Ainsi, la décision est prise à l’appréciation des agents de l’Office des Étrangers selon Coralie Hublau de CIRÉ. Elle ajoute que des documents attestant la propriété de biens immobiliers ou un contrat de travail en cours dans le pays d’origine peuvent constituer des preuves. Pas de contrat de ce type pour Viviane, la maladie l’empêche de travailler. Avant cela, elle vivait d’un petit commerce de rue dont il n’existe aucun document officiel comme c’est souvent le cas à Abidjan.

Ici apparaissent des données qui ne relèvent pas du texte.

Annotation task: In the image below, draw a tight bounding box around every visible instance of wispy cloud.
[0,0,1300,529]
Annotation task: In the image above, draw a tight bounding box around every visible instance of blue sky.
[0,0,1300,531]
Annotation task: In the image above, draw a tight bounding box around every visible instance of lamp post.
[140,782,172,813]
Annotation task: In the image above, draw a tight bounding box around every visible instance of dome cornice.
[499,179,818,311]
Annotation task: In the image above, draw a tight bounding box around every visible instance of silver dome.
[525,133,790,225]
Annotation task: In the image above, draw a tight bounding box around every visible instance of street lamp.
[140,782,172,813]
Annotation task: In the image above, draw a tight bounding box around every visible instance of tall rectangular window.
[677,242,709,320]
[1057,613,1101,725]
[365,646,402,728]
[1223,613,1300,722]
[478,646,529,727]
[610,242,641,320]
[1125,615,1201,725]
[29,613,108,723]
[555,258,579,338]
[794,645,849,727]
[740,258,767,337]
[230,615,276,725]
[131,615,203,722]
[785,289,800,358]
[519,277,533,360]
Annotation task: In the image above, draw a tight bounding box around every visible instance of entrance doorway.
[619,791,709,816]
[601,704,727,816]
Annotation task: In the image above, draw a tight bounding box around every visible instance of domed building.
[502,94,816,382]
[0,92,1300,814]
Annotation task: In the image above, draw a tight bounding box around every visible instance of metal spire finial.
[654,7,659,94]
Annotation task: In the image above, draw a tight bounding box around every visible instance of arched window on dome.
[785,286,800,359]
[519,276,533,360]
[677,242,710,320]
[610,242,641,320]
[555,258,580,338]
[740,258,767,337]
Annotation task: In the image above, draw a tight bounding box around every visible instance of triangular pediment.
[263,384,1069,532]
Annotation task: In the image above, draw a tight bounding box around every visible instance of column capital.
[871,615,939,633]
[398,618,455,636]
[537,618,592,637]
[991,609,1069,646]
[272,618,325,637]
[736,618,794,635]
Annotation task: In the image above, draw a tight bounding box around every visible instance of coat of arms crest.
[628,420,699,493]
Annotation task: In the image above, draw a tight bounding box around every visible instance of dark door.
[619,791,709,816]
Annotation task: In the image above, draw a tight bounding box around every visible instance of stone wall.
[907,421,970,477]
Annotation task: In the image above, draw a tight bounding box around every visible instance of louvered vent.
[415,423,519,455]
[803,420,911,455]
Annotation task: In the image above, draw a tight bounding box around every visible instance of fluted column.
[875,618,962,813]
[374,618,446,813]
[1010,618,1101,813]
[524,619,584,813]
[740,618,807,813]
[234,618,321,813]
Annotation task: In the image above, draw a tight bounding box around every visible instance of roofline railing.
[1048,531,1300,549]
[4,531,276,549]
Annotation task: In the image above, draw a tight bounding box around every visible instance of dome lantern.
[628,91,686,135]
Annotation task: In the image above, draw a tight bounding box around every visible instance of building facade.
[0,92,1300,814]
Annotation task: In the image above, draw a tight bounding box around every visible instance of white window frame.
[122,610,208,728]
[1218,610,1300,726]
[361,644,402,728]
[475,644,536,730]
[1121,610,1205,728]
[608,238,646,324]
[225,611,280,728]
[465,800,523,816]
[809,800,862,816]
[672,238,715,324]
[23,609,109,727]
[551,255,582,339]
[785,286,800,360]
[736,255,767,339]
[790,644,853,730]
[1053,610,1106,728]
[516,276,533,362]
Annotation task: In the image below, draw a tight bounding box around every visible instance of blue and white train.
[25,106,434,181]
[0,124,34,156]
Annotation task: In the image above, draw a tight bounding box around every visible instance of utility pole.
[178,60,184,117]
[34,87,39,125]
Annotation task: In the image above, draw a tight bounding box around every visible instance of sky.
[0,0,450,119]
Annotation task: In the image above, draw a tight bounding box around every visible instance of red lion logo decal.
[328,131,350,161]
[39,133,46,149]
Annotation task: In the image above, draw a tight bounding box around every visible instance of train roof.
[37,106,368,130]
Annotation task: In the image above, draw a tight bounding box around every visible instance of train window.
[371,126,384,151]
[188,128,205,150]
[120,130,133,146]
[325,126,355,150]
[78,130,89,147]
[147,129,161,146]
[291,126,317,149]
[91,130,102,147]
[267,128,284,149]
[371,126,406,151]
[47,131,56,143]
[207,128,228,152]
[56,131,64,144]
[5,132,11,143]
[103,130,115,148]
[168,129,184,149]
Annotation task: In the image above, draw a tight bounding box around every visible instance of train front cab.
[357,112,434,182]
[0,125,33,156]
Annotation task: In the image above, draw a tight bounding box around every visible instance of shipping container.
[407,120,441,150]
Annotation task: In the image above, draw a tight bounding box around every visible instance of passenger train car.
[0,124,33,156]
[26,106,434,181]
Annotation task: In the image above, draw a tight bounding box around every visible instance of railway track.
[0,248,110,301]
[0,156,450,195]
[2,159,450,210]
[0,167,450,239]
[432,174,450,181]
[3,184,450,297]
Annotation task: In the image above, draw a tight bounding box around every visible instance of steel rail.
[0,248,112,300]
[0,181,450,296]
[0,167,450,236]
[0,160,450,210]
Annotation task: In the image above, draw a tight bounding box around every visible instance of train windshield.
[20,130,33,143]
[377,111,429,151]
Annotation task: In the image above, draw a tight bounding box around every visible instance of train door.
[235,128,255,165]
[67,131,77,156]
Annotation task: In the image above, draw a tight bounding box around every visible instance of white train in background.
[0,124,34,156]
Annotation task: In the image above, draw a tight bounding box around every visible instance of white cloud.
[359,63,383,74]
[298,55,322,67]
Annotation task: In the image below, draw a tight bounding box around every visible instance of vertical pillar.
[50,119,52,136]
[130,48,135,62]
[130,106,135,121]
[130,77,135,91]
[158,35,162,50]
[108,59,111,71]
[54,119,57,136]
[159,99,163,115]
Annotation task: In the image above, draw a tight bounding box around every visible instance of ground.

En plus des lourdes démarches administratives, les frais médicaux élevés rendent très difficile l’obtention d’un visa pour raisons médicales. Les démarches qui aboutissent sont souvent entreprises par des familles aisées. Un véritable parcours du combattant selon l’asbl CIRÉ. En 2018, sur les 44 655 demandes de visa déposées pour un séjour court, seules 7 392 ont été accordées. C’est moins de 2 sur 10. 1830 demandes ont été introduites pour des raisons médicales dont 1393 ont reçu une réponse positive.

La famille de Viviane envisage de faire appel à un hôpital en Tunisie où les démarches administratives sont plus simples. Mais ils craignent que la qualité des soins ne soit pas beaucoup mieux qu’en Côte d’Ivoire.